Recently, the liberal Governor of California, Jerry Brown, with overwhelming bipartisan support, signed a bill that will extend the retirement age of public employees, cut their pensions and ask them to contribute more to their health and retirement plans. This is according to the Washington Post.
So, why did the bill receive such broad support in the California legislature?

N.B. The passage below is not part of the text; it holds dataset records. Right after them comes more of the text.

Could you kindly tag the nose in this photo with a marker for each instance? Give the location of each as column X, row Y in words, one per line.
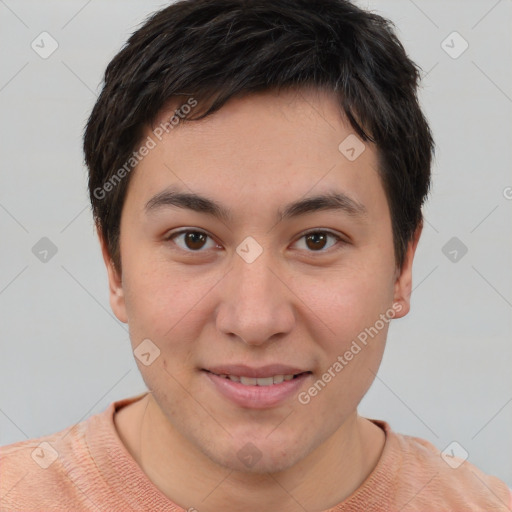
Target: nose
column 256, row 305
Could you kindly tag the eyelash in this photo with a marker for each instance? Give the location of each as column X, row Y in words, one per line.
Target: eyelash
column 171, row 236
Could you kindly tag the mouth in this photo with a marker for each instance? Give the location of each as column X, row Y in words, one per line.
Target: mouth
column 257, row 388
column 260, row 381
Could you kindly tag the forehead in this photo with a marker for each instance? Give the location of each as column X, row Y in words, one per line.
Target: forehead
column 275, row 146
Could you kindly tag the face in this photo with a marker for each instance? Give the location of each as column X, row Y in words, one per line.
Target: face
column 262, row 289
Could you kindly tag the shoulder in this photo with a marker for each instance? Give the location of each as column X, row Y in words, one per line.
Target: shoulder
column 42, row 472
column 443, row 481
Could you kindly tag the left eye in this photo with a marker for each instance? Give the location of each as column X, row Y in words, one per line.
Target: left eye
column 317, row 239
column 194, row 240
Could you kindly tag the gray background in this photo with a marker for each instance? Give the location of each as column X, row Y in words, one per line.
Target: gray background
column 446, row 370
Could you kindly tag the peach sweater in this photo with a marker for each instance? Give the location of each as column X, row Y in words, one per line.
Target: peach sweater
column 87, row 467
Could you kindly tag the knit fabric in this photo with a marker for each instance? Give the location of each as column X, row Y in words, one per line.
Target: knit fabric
column 86, row 467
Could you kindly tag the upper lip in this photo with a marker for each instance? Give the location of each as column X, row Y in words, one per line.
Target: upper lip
column 241, row 370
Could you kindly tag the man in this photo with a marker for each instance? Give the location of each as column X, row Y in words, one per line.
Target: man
column 256, row 171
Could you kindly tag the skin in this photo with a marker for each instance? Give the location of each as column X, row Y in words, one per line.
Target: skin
column 296, row 304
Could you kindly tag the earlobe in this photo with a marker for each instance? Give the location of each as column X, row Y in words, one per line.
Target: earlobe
column 403, row 283
column 116, row 292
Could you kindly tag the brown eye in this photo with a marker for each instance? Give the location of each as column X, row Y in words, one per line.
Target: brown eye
column 191, row 241
column 315, row 241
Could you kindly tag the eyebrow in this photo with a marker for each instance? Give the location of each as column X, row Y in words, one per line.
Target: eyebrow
column 334, row 201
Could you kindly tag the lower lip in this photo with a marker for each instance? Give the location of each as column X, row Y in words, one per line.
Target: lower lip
column 257, row 397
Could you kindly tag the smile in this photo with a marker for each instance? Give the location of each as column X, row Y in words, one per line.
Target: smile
column 262, row 381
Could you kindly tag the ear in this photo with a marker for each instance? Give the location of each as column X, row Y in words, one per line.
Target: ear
column 115, row 282
column 403, row 283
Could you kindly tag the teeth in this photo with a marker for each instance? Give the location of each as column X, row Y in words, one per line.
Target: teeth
column 253, row 381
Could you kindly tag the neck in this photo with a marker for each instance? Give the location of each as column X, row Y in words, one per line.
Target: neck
column 327, row 476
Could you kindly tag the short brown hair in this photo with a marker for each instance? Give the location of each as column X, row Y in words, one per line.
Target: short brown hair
column 213, row 50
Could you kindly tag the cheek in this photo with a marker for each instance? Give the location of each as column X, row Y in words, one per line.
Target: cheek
column 164, row 302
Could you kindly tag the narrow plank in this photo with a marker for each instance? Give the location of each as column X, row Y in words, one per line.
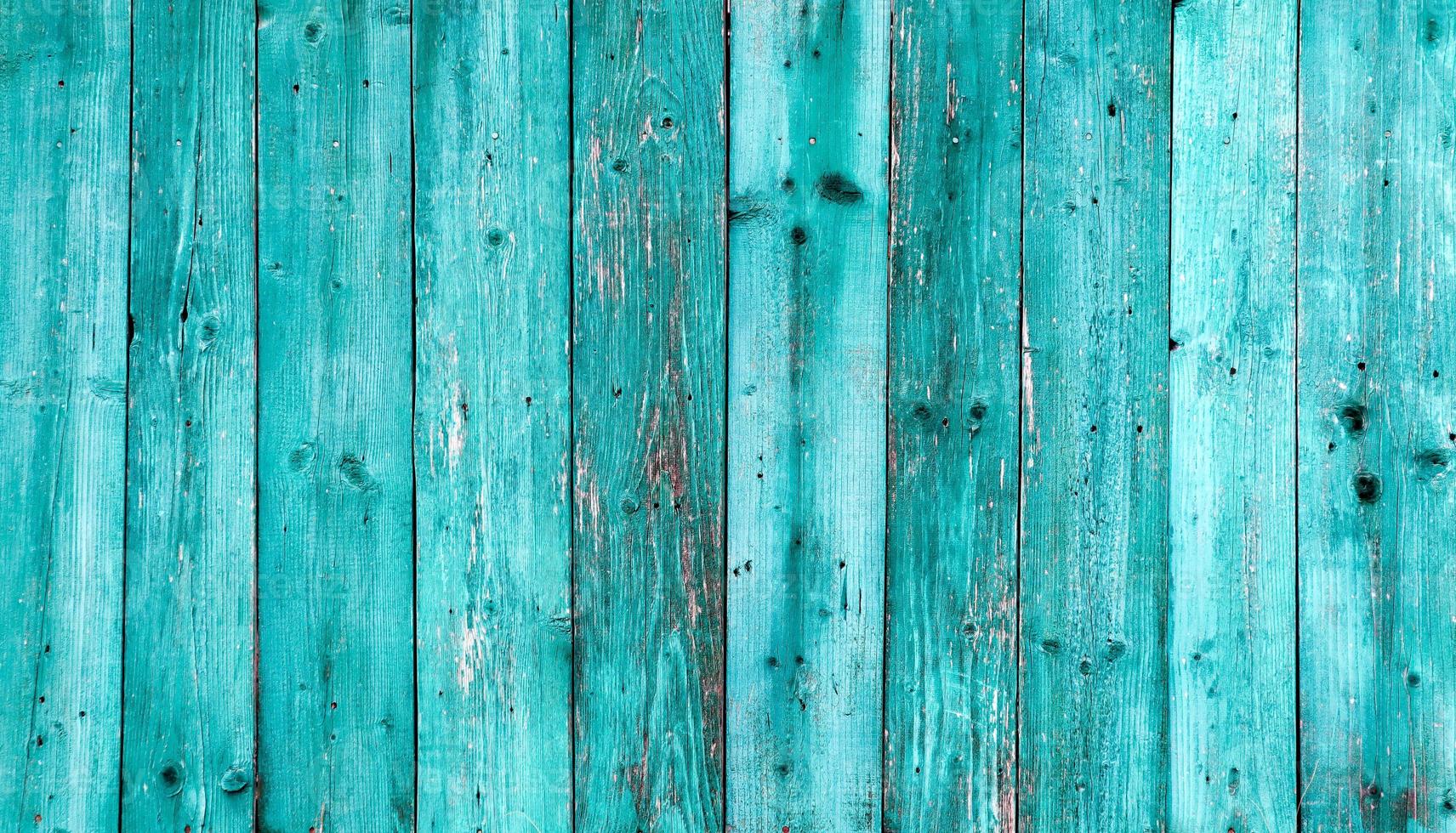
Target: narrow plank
column 191, row 545
column 1231, row 625
column 954, row 427
column 335, row 726
column 1094, row 559
column 807, row 414
column 63, row 422
column 648, row 416
column 492, row 439
column 1376, row 418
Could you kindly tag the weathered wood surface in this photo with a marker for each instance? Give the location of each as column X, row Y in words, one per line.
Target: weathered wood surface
column 663, row 416
column 492, row 416
column 807, row 414
column 1231, row 620
column 1094, row 557
column 63, row 426
column 191, row 543
column 335, row 557
column 954, row 401
column 648, row 335
column 1376, row 255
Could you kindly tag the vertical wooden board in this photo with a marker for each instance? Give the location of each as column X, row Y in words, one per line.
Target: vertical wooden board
column 1376, row 420
column 63, row 422
column 1094, row 559
column 954, row 430
column 335, row 724
column 1231, row 624
column 188, row 747
column 492, row 440
column 648, row 414
column 809, row 120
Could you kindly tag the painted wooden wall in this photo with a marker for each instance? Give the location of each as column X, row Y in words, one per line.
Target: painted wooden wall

The easy answer is that the state of California is as close to going broke as you can get!
If that’s not close enough to home, listen to this!
Recently, Camden fired its entire 460-member unionized police force, to be replaced by non-union police.
And, you have only seen the beginning!
If Romney/Ryan win the election, it is because people are slowly starting to realize that government spending has to be controlled, and the longer we wait, the more painful it will be to “right the ship.”
Excessive government spending, and its stark consequences, is no longer an isolated European phenomenon, but something that has come to a state, or a town near you.
Spain is the next country to be asking for a bailout, and to be placed under the guardianship of the International Monetary Fund and the European Central Bank.
By the way…. did you know that our debt, as a percentage of GDP, is now larger than that of Spain?
Very few people actually know that, and it can’t hurt to spread the word.
So why in heaven’s name can anybody think that government spending in this country can continue without serious consequences??
Now, I can already hear my liberal friends saying, “Hell, raise the taxes on the rich.”
Well, if it were just that easy, wouldn’t you have thought that the state of California would have done just that?
There is a natural limit to everything and it doesn’t matter how liberal you are!